When the fresh air stream passes through the spray of electrons, the oxygen molecules absorb the electrons and they become active magnetic particles that work to purify the air around them.
Radic8 produce equipment designed to be installed within the space to be treated and help eradicate airborne and droplet viruses. The equipment also addresses IAQ by tackling pollutants such as toluene, nitrogen dioxide, formaldehyde, bacteria, mould, and particulate matter.
The sterilisation chamber of the Radic8 equipment is designed to use a process called photocatalytic oxidation to kill bacteria, viruses, and other particulate matter in a single air pass. Photocatalytic oxidation, the combination of ultraviolet radiation and titanium dioxide, does two things. One, the ultraviolet radiation will break the RNA or DNA of any pathogens, which will kill a virus or a bacterium. Two, the combination of ultraviolet radiation and titanium dioxide creates something called hydroxyl radicals – these are oxidising radicals, the chamber is designed to maximise oxidisation and ultraviolet radiation.
Panasonic like Radic8, produce equipment designed to be installed within the space to be treated and help eradicate airborne and droplet viruses using technology focused on Hydroxyl radicals. Abundant in nature, Hydroxyl radicals neutralise pollutants, viruses, and bacteria to clean and deodorise. Hydroxyl radicals are unstable molecules looking to react with other elements like hydrogen, capturing it.

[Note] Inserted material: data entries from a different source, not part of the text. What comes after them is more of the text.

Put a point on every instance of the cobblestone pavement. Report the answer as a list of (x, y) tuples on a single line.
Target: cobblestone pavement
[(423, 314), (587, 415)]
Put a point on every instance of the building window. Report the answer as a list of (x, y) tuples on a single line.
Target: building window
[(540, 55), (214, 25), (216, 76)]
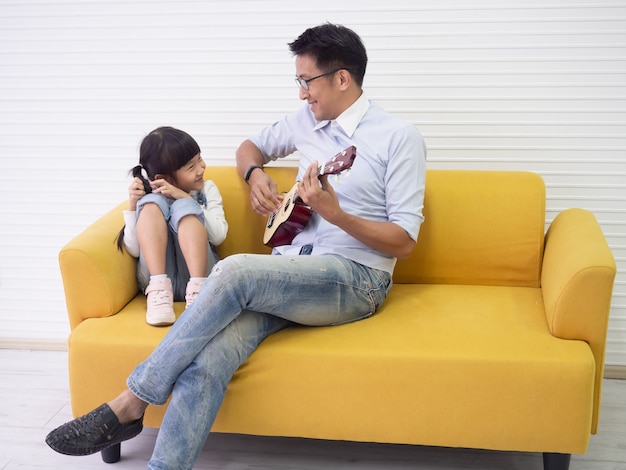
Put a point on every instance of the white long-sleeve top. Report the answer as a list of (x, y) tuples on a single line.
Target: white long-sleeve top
[(214, 219)]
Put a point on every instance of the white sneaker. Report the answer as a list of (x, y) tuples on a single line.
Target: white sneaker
[(192, 291), (160, 300)]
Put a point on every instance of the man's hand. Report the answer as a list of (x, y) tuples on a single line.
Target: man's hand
[(319, 194), (264, 195)]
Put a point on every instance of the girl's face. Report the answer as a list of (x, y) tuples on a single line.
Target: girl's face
[(190, 176)]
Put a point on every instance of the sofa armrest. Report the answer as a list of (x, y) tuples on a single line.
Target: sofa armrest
[(577, 285), (98, 279)]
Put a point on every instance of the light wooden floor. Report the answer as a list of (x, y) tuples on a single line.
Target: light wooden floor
[(35, 399)]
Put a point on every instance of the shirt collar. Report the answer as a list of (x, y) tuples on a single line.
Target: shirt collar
[(350, 118)]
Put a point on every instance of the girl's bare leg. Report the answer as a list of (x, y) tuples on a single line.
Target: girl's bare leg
[(194, 244)]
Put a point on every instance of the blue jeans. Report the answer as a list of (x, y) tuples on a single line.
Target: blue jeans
[(197, 358)]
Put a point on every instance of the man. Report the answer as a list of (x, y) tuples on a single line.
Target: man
[(344, 256)]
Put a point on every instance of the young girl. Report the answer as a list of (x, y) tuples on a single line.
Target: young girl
[(175, 219)]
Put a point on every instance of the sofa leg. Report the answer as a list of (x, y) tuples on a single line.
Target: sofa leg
[(553, 461), (111, 454)]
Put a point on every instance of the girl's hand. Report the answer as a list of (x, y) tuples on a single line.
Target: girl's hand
[(168, 190), (135, 192)]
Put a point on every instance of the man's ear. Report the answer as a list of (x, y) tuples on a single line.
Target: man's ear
[(344, 78)]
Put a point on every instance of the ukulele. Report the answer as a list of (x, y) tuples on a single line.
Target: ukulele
[(290, 218)]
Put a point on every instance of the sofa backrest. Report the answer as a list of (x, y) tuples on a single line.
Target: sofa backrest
[(480, 227)]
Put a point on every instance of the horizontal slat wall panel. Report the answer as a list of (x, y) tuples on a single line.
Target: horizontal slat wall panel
[(512, 85)]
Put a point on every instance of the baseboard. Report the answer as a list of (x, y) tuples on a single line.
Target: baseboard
[(610, 372), (615, 372), (34, 344)]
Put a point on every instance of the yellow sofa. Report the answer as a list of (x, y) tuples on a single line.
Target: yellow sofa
[(493, 335)]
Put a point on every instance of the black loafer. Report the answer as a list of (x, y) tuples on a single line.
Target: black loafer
[(92, 432)]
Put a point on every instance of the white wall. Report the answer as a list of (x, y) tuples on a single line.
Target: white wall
[(531, 84)]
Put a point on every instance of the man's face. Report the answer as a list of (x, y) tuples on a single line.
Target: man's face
[(323, 93)]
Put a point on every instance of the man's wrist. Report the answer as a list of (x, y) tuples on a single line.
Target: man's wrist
[(249, 171)]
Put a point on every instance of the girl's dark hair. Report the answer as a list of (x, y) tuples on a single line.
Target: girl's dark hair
[(334, 47), (162, 152)]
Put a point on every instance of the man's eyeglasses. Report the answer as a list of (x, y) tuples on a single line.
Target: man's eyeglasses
[(304, 82)]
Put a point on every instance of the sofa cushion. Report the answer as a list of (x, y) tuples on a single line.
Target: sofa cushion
[(451, 356)]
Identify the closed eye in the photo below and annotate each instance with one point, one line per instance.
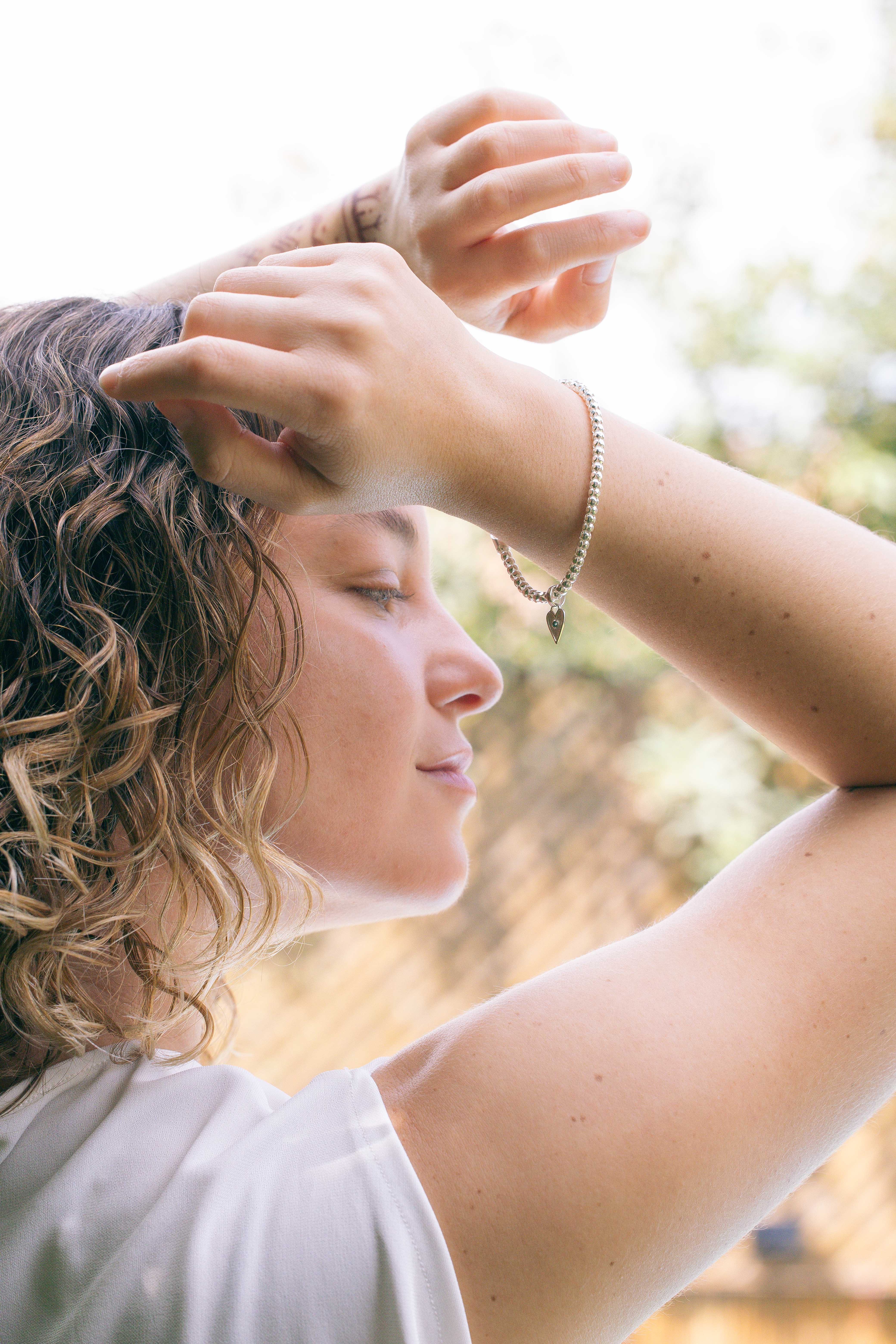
(381, 596)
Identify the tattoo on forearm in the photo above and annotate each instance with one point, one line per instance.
(367, 214)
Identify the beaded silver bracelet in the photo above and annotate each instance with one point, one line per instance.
(558, 592)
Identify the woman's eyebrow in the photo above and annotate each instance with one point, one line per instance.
(393, 521)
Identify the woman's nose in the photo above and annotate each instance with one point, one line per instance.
(463, 677)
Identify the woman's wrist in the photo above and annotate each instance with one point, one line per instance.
(363, 216)
(532, 487)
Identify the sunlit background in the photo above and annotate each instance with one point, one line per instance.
(758, 323)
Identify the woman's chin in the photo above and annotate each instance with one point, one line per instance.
(412, 889)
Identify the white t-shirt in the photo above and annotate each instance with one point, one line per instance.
(182, 1205)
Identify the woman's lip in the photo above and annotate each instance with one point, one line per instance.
(451, 775)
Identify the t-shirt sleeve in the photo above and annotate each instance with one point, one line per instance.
(339, 1244)
(201, 1206)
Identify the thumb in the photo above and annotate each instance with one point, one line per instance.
(226, 454)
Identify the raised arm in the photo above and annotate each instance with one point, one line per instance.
(356, 218)
(593, 1139)
(469, 171)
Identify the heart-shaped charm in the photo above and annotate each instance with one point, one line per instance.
(555, 623)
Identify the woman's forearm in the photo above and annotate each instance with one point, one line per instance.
(355, 218)
(782, 611)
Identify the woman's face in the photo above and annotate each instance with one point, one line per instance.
(387, 678)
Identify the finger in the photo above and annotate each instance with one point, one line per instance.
(573, 303)
(209, 369)
(257, 319)
(531, 256)
(506, 143)
(226, 454)
(506, 195)
(324, 256)
(459, 119)
(279, 282)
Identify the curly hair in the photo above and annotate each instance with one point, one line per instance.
(138, 717)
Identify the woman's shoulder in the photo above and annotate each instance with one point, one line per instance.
(228, 1207)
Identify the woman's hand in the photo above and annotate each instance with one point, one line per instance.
(475, 169)
(471, 171)
(385, 397)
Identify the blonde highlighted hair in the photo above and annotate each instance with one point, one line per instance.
(139, 720)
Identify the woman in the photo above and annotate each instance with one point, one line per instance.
(562, 1159)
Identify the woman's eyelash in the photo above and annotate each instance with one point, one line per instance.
(382, 596)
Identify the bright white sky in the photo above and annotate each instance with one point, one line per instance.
(142, 138)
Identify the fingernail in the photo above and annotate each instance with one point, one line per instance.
(111, 378)
(600, 272)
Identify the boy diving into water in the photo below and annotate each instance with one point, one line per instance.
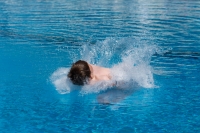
(82, 73)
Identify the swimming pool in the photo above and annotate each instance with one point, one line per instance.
(39, 37)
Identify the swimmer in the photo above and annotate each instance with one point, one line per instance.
(82, 73)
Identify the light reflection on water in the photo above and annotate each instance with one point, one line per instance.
(36, 38)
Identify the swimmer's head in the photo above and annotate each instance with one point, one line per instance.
(79, 73)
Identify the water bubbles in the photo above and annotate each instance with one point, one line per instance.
(128, 59)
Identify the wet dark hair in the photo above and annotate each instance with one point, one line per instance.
(79, 73)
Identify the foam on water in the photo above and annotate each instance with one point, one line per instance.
(128, 59)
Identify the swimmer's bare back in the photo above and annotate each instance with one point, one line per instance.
(99, 73)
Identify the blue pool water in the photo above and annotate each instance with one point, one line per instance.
(37, 38)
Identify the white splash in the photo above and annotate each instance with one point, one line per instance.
(128, 59)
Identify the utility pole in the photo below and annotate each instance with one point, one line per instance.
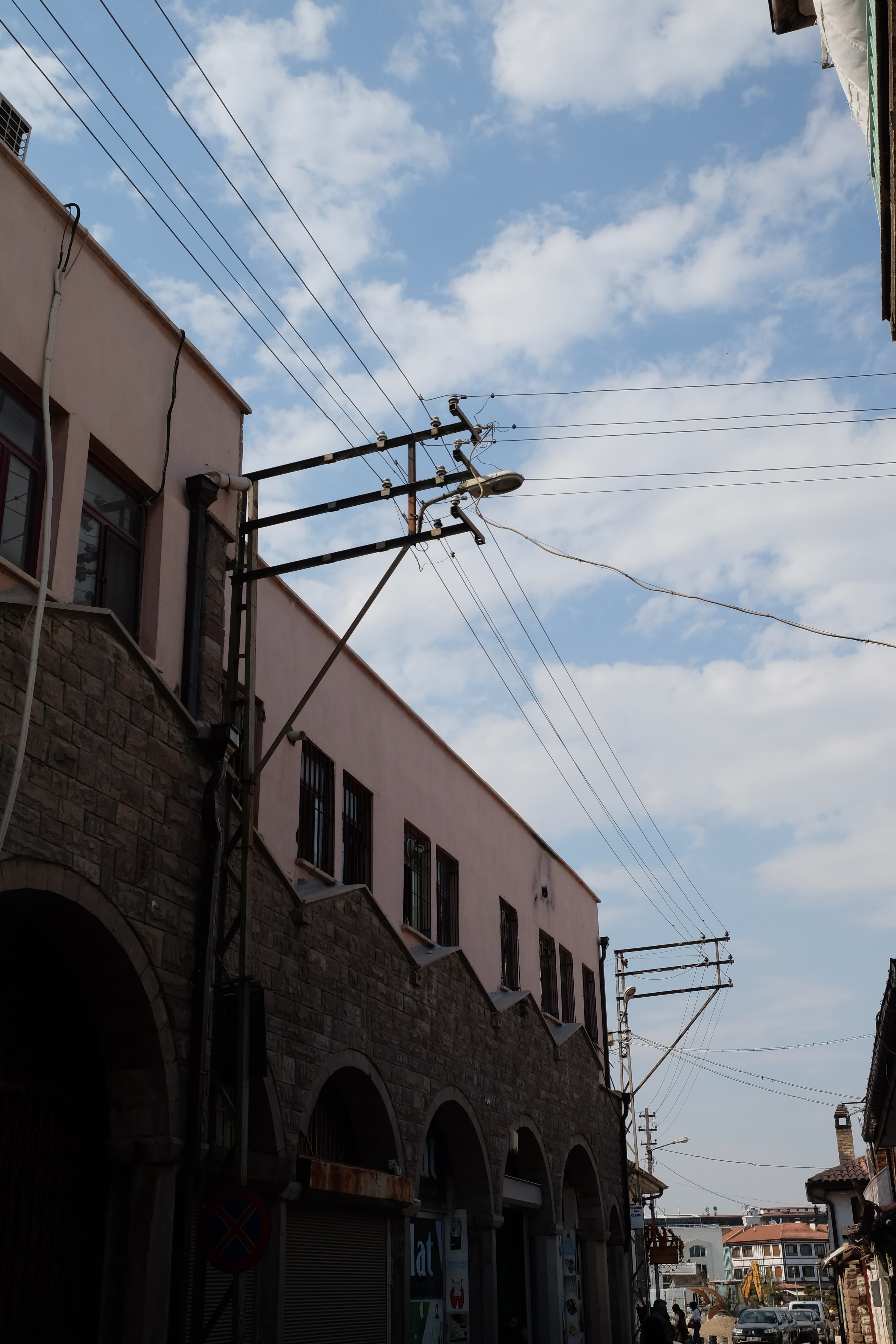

Thanks to this reaction, Hydroxyl radicals inhibit the growth of pollutants such as bacteria, viruses, moulds, and odours, breaking them down and neutralising the unpleasant effects. Panasonic’s Nanoe X Technology can bring these benefits indoors so that hard surfaces, soft furnishings, and the indoor environment can be a cleaner and more pleasant place to be.
By creating Hydroxyl radicals enveloped by water, Nanoe X Technology significantly boosts their effectiveness, increasing Hydroxyl radicals lifetime from less than a second in nature, to more than 600 seconds (10 minutes).